Highland dancers came from many parts of West Virginia as well as Maryland, Michigan, Ohio, Pennsylvania and Virginia. They competed within various levels of experience. Little primary dancers did the Pas de Basque, Highland Fling, and Sword Dance with tiny kilts flipping in wind. Beginners added the Seann Triubhas, and Scottish Lilt, and Intermediate level added the Highland Laddie and Sailor’s Hornpipe.

The dancing was artistic, athletic and authentic. The mindful precision and graceful confidence increased with each higher level, but the joy of being active was alive in every dancer. A judge sat at the front of the stage watching to see if mistakes were made. The younger contestants danced from 10 a.m. until noon when medals and scholarships were awarded.

After lunch the more experienced dancers began their competition.

We all remember the sound of the WV Highlanders playing bagpipes in their yellow and black plaids in the Forest Festival Parade. When they represented the local American Legion in 1947 Cyrus Kump was one of the early members of the Highlanders. Now Bruce Dillon, Katy’s father, is a Highlander who sustains the bagpiping tradition in Elkins reminding us that our ancestors were proud of their ancient customs of music and dance.
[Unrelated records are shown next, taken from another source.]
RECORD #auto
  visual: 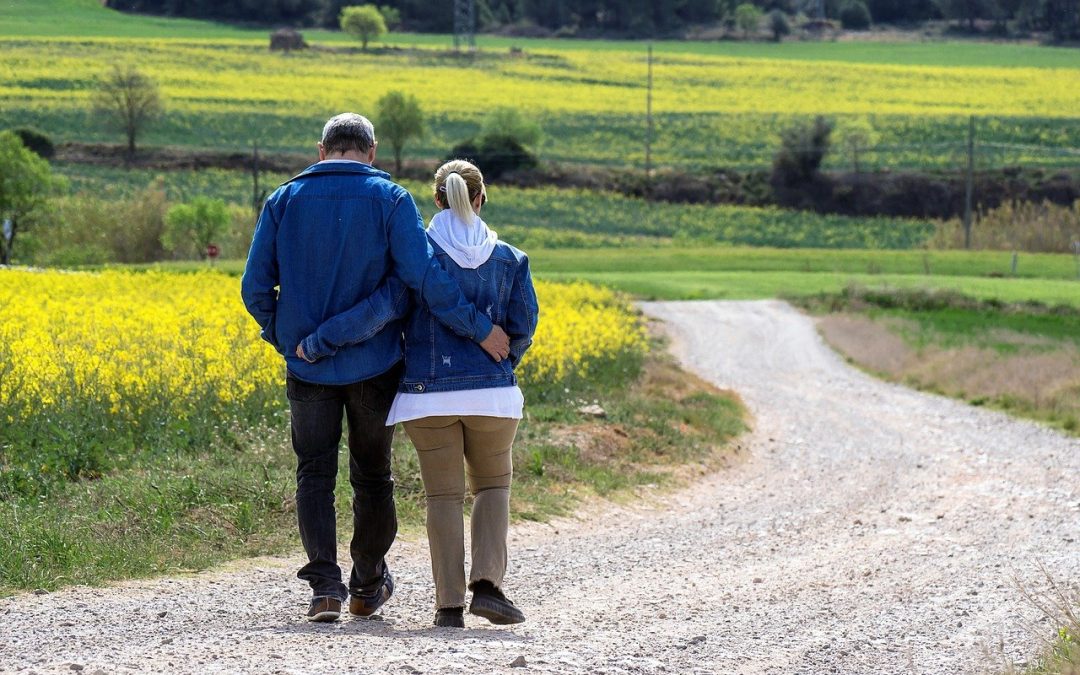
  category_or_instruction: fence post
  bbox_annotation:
[645,42,652,181]
[252,140,262,216]
[963,116,975,248]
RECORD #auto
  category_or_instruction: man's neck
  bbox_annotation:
[323,150,367,164]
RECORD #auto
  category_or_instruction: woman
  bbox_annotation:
[387,160,538,627]
[296,160,539,627]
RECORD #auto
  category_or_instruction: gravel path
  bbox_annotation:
[0,301,1080,673]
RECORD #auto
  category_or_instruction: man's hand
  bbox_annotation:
[296,343,312,363]
[480,326,510,363]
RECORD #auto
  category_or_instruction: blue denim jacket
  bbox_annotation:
[241,161,491,384]
[303,236,539,393]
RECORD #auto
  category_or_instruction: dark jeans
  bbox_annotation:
[286,363,402,600]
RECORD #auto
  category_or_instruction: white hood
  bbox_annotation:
[428,208,499,270]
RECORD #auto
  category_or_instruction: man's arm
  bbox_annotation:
[507,257,540,367]
[388,190,510,361]
[296,276,410,363]
[240,200,285,354]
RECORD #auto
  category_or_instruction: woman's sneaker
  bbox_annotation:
[349,571,394,619]
[469,579,525,625]
[308,597,341,623]
[435,607,465,629]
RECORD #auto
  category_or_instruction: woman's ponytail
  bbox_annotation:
[432,160,484,226]
[444,172,476,225]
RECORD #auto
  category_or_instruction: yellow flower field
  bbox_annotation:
[0,269,646,488]
[0,38,1080,165]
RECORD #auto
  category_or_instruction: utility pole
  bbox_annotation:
[645,42,652,179]
[454,0,476,51]
[963,116,975,248]
[252,140,262,216]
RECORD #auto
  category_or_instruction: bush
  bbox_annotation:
[769,10,792,42]
[772,116,833,188]
[447,134,537,180]
[12,127,56,160]
[930,201,1080,253]
[161,197,232,260]
[36,179,168,267]
[840,0,873,30]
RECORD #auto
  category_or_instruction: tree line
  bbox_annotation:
[105,0,1080,41]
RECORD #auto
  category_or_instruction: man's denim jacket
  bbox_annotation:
[241,161,491,384]
[302,242,539,393]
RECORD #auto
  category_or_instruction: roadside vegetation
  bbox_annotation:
[0,269,743,591]
[799,287,1080,435]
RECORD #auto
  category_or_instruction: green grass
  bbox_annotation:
[797,286,1080,435]
[538,272,1080,307]
[0,0,1076,68]
[97,246,1080,307]
[0,346,744,596]
[58,164,934,250]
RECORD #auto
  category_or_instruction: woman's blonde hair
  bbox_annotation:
[433,160,485,225]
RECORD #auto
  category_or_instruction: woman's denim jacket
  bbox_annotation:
[301,238,539,393]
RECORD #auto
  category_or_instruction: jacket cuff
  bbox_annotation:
[300,333,326,363]
[473,311,495,343]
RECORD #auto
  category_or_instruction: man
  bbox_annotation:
[241,112,510,621]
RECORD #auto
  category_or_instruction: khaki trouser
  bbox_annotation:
[403,415,517,609]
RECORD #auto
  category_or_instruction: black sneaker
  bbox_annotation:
[469,579,525,625]
[308,597,341,623]
[435,607,465,629]
[349,571,394,618]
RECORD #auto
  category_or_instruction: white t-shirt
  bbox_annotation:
[387,387,525,427]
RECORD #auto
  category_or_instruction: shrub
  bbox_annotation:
[840,0,873,30]
[930,201,1080,253]
[161,197,232,259]
[735,2,761,38]
[769,10,792,42]
[12,127,56,160]
[772,116,833,187]
[36,179,168,267]
[447,134,537,180]
[340,4,387,52]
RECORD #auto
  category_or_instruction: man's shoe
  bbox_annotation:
[308,597,341,623]
[469,580,525,625]
[435,607,465,629]
[349,571,394,617]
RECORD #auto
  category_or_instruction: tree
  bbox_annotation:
[161,197,232,259]
[340,4,387,52]
[379,4,402,30]
[837,118,878,174]
[480,107,543,149]
[92,65,163,159]
[0,132,66,265]
[769,10,792,42]
[735,2,761,38]
[937,0,994,31]
[772,116,833,188]
[840,0,873,30]
[375,92,423,174]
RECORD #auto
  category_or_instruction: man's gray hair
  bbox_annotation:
[322,112,375,153]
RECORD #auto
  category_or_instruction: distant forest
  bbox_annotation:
[105,0,1080,40]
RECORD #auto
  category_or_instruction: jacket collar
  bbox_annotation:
[282,160,390,185]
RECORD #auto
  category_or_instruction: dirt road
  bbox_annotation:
[0,301,1080,674]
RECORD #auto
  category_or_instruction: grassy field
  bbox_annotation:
[57,164,934,251]
[0,0,1080,168]
[802,288,1080,434]
[0,0,1076,68]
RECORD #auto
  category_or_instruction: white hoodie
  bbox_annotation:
[428,208,499,270]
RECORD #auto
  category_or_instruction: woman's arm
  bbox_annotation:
[507,255,540,367]
[296,276,409,363]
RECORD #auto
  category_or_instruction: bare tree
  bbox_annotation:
[92,65,163,159]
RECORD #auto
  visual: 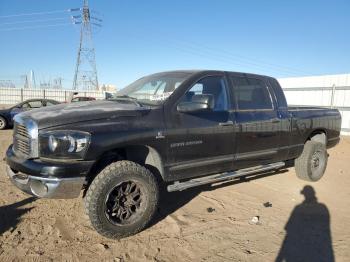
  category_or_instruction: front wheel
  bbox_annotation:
[85,161,159,239]
[295,141,328,182]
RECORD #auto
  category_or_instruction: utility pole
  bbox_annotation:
[71,0,102,91]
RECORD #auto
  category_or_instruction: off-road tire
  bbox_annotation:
[0,116,7,130]
[295,141,328,182]
[84,161,159,239]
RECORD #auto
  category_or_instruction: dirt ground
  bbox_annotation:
[0,130,350,262]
Many of the traditional skills exhibited in Forest Festival athletic events have declined over the years. For instance, he Knights of the South Branch Valley have stopped riding the course to spear rings that hung down from arches sets at intervals along their path. By 2014 the knights were no longer able to train horses and young riders for the tournament that took place on the D&E lower lawn.

Farming, homemaking and timbering have changed since the 1930s when the Forest Festival began. Even the Wood Chopping Contest has become more automated, and most of the quilters use sewing machines in some part of their production process.

However, the sprightliness of young people in plaid kilts dancing up and down animated by bagpipe music makes our hearts leap with joy. It is not just a celebration of an ancient tradition; it is an affirmation that the human spirit enlivens the 21st century.